If you have ever run an enterprise in this type of environment then my message will probably hit home. If you are planning to start up a similar venture then this could very well save your life! So sit back and relax, because I am going to give you the bottom line and share with you some kick-ass ammo to “fight back the slack”!

How The Favor Effect Kills Employee Morale

Whenever you comply with an employee’s request or “favor”, that would normally go against policy, you are basically telling your entire staff “the rules don’t matter”.

Without order there is chaos, when that happens, you might as well fire everybody and start all over from scratch. I promise, if you do a favor for just one employee then it will be expected from everyone else five-fold. Thus creating the snowballing nightmare I like to call the “Favor effect”.

One of the problems is that employers think when they do a favor for an employee that it makes them a “nice guy”. Yes, typically when you do a favor for someone you are being good-natured, but when it comes to your business that’s just being plain stupid. Anytime you feed into this behavior you are setting yourself up for failure.

The negative side effects it can have on your business can really throw a monkey wrench in your daily operations. (see: absences, decreased performance, etc.) Most, if not all, end up contributing to poor employee retention.

That, my friends, is what will break you down in the end.

Listen, I used to be the “nice” guy at work who tried to help people out with their lives. I always thought that my generosity would be appreciated, and returned with loyalty. Until… I spent the first two years at a company eating crap-cakes for breakfast three times a week. I went through over forty people in under the two-year mark, and we only employed eleven–which included me!

I just had enough, and I knew if I didn’t start raining down thunder soon, things were going to get completely out of control. Don’t get me wrong, it wasn’t all bad. You will find that some people stick by your side, and you will have some pretty good laughs along the way. That being said, it still does not substitute for the precious time I lost with my family because of other people’s problems.

The truth is I was to blame just as much as the people who were being irresponsible, because I simply could not bring myself to say the word “no”. As a boss, you must learn to trust in the word “no”.

My Personal Favorite Excuses for Not Coming in to Work

Speaking of the word “no”, I wanted to share with you some of the excuses or “favors” that I have heard over the years. Some are common, some might sound fictitious, but I can assure you they are 100% real. There have been many, but my personal favorites usually presented themselves in the form of a last minute call-in. I will share a few, and give you my “on the spot” response.

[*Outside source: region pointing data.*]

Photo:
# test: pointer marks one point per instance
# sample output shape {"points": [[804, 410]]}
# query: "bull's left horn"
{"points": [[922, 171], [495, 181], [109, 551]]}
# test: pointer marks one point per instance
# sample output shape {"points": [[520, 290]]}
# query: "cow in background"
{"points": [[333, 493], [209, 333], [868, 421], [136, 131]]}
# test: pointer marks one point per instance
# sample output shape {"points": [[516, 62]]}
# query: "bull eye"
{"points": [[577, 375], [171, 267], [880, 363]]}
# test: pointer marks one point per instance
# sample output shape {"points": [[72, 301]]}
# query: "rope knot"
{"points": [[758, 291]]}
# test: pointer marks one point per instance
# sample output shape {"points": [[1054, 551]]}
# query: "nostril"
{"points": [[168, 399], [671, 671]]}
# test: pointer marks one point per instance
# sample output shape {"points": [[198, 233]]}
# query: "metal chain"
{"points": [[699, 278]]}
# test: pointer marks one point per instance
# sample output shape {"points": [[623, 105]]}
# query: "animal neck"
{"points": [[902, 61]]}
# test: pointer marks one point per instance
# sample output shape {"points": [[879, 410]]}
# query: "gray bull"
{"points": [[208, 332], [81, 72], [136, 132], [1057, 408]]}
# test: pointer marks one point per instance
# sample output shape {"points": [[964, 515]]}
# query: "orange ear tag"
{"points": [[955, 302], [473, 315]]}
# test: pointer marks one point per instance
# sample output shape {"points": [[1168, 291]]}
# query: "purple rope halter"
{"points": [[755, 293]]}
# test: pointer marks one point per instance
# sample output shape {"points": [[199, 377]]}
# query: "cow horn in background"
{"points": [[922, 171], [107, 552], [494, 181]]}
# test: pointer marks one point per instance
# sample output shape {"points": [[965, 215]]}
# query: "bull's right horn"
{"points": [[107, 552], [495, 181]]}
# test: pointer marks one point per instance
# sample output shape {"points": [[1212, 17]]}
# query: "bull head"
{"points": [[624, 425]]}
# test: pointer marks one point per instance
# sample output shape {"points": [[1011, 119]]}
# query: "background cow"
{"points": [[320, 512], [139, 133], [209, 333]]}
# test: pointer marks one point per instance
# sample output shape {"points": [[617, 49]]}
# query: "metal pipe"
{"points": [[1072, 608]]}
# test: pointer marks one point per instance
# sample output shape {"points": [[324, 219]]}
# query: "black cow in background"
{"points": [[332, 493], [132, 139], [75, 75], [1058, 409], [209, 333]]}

My baby daddy got arrested for back child support, and I need to get him out.

Lyle’s response: What for? Doesn’t that cat owe you child support? Every dollar counts, and I don’t think your children can afford for you to miss work.)

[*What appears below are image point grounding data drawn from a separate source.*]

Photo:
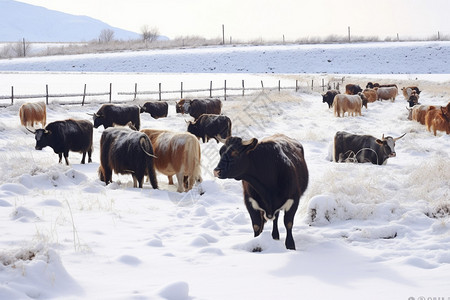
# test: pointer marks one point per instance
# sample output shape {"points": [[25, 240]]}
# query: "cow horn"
{"points": [[33, 132], [395, 139]]}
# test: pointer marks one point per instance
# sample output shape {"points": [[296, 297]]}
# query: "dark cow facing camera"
{"points": [[109, 115], [126, 151], [65, 136], [155, 109], [274, 176], [363, 148], [208, 127], [328, 97]]}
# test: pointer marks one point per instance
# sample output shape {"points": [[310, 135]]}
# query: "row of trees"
{"points": [[149, 34]]}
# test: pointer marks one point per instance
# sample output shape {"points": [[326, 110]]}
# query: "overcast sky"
{"points": [[255, 19]]}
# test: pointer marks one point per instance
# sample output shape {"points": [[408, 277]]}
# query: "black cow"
{"points": [[109, 114], [65, 136], [198, 107], [328, 97], [363, 148], [352, 89], [155, 109], [209, 126], [274, 176], [126, 151]]}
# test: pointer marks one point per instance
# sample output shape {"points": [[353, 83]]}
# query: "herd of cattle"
{"points": [[273, 171], [434, 117]]}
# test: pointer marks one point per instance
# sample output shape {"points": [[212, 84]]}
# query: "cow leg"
{"points": [[275, 233], [289, 223], [66, 155], [180, 182], [83, 159], [256, 216]]}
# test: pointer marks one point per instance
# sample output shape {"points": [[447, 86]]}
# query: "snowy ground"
{"points": [[377, 232]]}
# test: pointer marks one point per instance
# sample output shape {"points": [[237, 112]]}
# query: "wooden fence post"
{"points": [[160, 91], [225, 89], [181, 90], [84, 95]]}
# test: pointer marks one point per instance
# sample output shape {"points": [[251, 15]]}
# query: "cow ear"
{"points": [[250, 144]]}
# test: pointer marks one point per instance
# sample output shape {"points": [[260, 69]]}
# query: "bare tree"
{"points": [[106, 36], [149, 34]]}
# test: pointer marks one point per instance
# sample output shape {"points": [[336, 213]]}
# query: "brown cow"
{"points": [[387, 93], [371, 95], [438, 118], [178, 153], [419, 112], [31, 113], [350, 104]]}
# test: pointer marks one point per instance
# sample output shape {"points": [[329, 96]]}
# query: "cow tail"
{"points": [[143, 142]]}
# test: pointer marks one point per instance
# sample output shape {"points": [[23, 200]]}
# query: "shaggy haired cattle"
{"points": [[438, 118], [350, 104], [198, 107], [126, 151], [328, 97], [419, 112], [387, 93], [371, 95], [31, 113], [274, 176], [67, 135], [352, 89], [109, 115], [178, 153]]}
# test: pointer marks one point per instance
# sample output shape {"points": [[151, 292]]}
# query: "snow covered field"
{"points": [[362, 231]]}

I’m sick, but my doctor isn’t seeing patients today. I’ll be back at work tomorrow though,  I think I just need to sleep it off.

Lyle’s response: In that case, go to the emergency room and bring me a note when you’re done. If not, you need to come in to work.

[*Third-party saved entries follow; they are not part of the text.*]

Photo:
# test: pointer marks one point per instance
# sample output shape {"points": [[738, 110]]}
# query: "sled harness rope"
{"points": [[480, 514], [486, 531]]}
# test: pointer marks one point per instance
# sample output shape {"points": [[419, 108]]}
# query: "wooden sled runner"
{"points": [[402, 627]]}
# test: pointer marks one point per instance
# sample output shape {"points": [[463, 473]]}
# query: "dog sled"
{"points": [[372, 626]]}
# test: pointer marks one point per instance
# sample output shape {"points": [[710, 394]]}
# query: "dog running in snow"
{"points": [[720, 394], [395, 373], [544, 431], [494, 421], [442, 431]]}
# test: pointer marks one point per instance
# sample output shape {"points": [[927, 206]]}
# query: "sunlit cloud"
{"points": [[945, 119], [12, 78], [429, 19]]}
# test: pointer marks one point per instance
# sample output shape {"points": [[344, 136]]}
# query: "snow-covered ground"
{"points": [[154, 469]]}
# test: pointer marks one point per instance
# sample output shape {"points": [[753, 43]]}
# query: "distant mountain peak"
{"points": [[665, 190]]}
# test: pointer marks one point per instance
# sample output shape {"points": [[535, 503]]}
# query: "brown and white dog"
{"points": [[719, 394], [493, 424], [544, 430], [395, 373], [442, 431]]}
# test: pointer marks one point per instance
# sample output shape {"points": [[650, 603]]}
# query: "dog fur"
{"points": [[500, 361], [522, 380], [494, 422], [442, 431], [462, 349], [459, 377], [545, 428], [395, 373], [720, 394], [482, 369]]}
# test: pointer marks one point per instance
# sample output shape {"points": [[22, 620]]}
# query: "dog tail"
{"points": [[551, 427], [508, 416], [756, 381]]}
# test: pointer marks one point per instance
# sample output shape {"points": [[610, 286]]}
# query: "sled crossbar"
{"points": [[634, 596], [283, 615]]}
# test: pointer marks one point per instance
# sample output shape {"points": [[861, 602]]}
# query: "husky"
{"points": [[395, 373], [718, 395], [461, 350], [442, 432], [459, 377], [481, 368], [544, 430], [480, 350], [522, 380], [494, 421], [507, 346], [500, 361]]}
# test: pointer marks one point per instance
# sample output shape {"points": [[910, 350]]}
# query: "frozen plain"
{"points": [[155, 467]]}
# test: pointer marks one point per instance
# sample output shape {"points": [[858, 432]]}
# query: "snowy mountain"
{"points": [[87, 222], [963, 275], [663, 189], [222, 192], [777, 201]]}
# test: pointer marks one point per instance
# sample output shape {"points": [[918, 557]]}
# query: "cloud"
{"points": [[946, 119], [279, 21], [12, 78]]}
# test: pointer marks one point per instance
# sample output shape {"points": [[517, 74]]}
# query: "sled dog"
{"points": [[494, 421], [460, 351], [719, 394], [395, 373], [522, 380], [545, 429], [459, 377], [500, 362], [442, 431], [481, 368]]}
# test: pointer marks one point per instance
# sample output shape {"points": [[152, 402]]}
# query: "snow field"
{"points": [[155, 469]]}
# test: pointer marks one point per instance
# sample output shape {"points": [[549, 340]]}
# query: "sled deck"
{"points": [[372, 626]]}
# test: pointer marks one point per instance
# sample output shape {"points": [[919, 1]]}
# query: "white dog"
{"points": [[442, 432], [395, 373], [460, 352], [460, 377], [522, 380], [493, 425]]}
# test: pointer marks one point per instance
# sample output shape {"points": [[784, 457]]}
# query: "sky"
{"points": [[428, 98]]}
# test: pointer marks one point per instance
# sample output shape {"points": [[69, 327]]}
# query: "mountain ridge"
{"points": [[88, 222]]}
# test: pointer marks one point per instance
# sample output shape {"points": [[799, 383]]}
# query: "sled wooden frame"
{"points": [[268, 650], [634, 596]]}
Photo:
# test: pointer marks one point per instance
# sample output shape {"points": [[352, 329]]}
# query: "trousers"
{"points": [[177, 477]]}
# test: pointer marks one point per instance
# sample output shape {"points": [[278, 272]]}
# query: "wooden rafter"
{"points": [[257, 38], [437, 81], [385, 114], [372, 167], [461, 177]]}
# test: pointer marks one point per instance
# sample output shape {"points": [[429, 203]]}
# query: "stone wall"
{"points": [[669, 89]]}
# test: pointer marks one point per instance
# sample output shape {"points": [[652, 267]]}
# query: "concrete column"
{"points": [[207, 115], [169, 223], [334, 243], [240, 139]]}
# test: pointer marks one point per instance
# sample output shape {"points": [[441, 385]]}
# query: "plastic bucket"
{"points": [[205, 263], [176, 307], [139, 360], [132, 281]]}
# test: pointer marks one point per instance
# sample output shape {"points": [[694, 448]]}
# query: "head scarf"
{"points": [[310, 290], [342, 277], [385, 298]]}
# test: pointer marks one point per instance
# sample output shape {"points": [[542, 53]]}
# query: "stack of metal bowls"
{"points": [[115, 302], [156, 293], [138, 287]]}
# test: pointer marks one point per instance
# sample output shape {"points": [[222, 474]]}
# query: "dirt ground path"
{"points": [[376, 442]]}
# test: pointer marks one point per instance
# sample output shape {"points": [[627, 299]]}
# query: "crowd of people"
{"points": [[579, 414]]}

I’ve got my period… and it’s bad.

Lyle’s response: Go to the store right now and buy some cranberry juice and midol. Make sure you take it before you get to work, because nobody wants to listen to you bitch all morning.)

I can’t come in because I don’t have a ride.

Lyle’s response: I freaking love this one! Next time someone tries to pull this one, you offer to pick them up. I bet you $2o within 30 seconds you’ll get more excuses than a porcupines’ got prickers. Whatever you do, try not to let yourself get poked (and you know where!).

Whatever the excuse is remember this: they are all attempts to transfer responsibility–to make their problems into your problems.

DON’T YOU DO IT! The valuable time you waste dealing with this BS could be spent on refining your business and improving your bottom line.